Les remarques ont surgi en ligne après la publication, le 2 avril, des clichés d’une séance photo pour le sac Vivant de la maison Miu Miu. La championne y apparaît vêtue d’un haut rouge, d’une jupe plissée bleue, et de sa texture 4C naturelle attachée en queue de cheval ornée d’un ruban.
Une image qui a suffi à déclencher un déluge de commentaires jugeant sa coiffure « négligée » et peu adaptée à une campagne de luxe. Touchée, mais sans se remettre en question, la double lauréate de Grand Chelem a rappelé que son style capillaire ne changerait pas pour plaire aux autres.
Si ses cheveux 4C étaient assez bien pour figurer dans le lancement d’une collection Miu Miu, a-t-elle dit, alors quiconque partage ce type de texture devrait se sentir libre de les porter comme il l’entend.

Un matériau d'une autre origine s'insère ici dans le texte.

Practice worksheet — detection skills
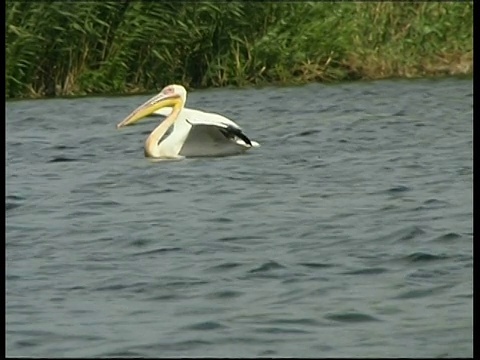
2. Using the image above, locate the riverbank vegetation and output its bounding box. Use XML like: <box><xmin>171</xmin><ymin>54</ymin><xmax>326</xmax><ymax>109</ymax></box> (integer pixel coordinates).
<box><xmin>5</xmin><ymin>0</ymin><xmax>473</xmax><ymax>99</ymax></box>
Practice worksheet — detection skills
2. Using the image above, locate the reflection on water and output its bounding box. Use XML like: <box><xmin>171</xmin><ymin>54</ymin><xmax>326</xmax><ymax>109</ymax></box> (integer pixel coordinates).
<box><xmin>6</xmin><ymin>79</ymin><xmax>473</xmax><ymax>357</ymax></box>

Un choix dicté par la vie d’athlète
« Si vous voulez lisser vos cheveux, les défriser définitivement, les friser, faites-le. Si vous voulez porter une afro, portez une afro. Si vous voulez des tresses, faites des tresses. Si vous voulez des nattes collées, faites-en. Si vous aimez les cheveux tirés à fond, faites-le ; et si vous préférez simplement un chignon, mettez-les en chignon », a déclaré la joueuse de 22 ans, dans une vidéo TikTok.

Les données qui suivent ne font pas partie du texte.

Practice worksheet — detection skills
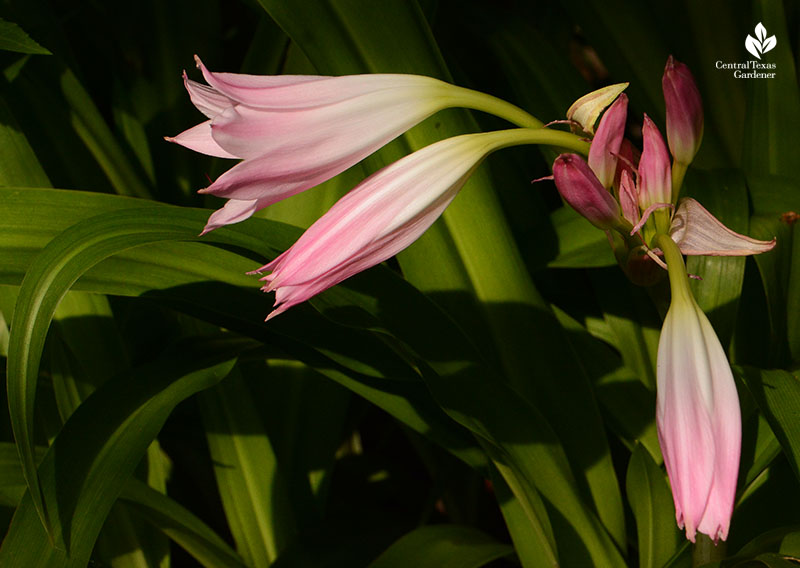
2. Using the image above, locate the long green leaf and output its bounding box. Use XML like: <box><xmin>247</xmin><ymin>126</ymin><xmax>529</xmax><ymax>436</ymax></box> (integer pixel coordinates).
<box><xmin>626</xmin><ymin>446</ymin><xmax>681</xmax><ymax>568</ymax></box>
<box><xmin>369</xmin><ymin>525</ymin><xmax>513</xmax><ymax>568</ymax></box>
<box><xmin>120</xmin><ymin>479</ymin><xmax>247</xmax><ymax>568</ymax></box>
<box><xmin>0</xmin><ymin>342</ymin><xmax>242</xmax><ymax>568</ymax></box>
<box><xmin>200</xmin><ymin>369</ymin><xmax>294</xmax><ymax>568</ymax></box>
<box><xmin>261</xmin><ymin>0</ymin><xmax>625</xmax><ymax>553</ymax></box>
<box><xmin>742</xmin><ymin>367</ymin><xmax>800</xmax><ymax>479</ymax></box>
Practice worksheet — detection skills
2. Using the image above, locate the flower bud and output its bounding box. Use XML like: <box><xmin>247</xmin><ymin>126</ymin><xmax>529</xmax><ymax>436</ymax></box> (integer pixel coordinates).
<box><xmin>553</xmin><ymin>154</ymin><xmax>620</xmax><ymax>230</ymax></box>
<box><xmin>639</xmin><ymin>115</ymin><xmax>672</xmax><ymax>210</ymax></box>
<box><xmin>661</xmin><ymin>55</ymin><xmax>703</xmax><ymax>165</ymax></box>
<box><xmin>589</xmin><ymin>93</ymin><xmax>628</xmax><ymax>188</ymax></box>
<box><xmin>567</xmin><ymin>83</ymin><xmax>628</xmax><ymax>134</ymax></box>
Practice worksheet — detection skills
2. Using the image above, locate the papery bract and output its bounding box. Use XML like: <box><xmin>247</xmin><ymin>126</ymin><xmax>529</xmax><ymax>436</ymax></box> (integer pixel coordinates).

Gauff explique, comme l’ont souligné plusieurs footballeuses britanniques dans une enquête de The Athletic l’an dernier, que ses décisions capillaires découlent avant tout de son quotidien sportif.
« Personnellement, je n’aime pas plaquer mes cheveux de façon ultra-lisse, car cela les abîme. Je joue au tennis, donc la plupart du temps, quand je les attache en chignon, je préfère les laisser tels qu’ils sont, dans leur texture 4C, parce que c’est ainsi que sont mes cheveux… Je ne veux pas les lisser au maximum, car ce n’est pas bon pour eux », confie-t-elle.
Un biais que la réussite ne dissipe pas
Au-delà du cas Gauff, cette controverse révèle la persistance d’un biais structurel envers les femmes noires, quel que soit leur statut ou leur succès.
Celles-ci s’entendent en effet dire depuis décennies — dans les salles de réunion, sur les terrains de sport, dans les campagnes publicitaires — que leurs cheveux naturels sont non professionnels ou inadaptés aux standards de représentation publique.
Simone Biles, Serena Williams, Venus Williams ou encore Gabby Douglas ont ainsi elles aussi vu leur apparence scrutée à des moments où seules leurs performances auraient dû compter. « Les femmes noires sont magnifiques. La texture des cheveux noirs — crépus, afro — est magnifique », insiste Coco Gauff.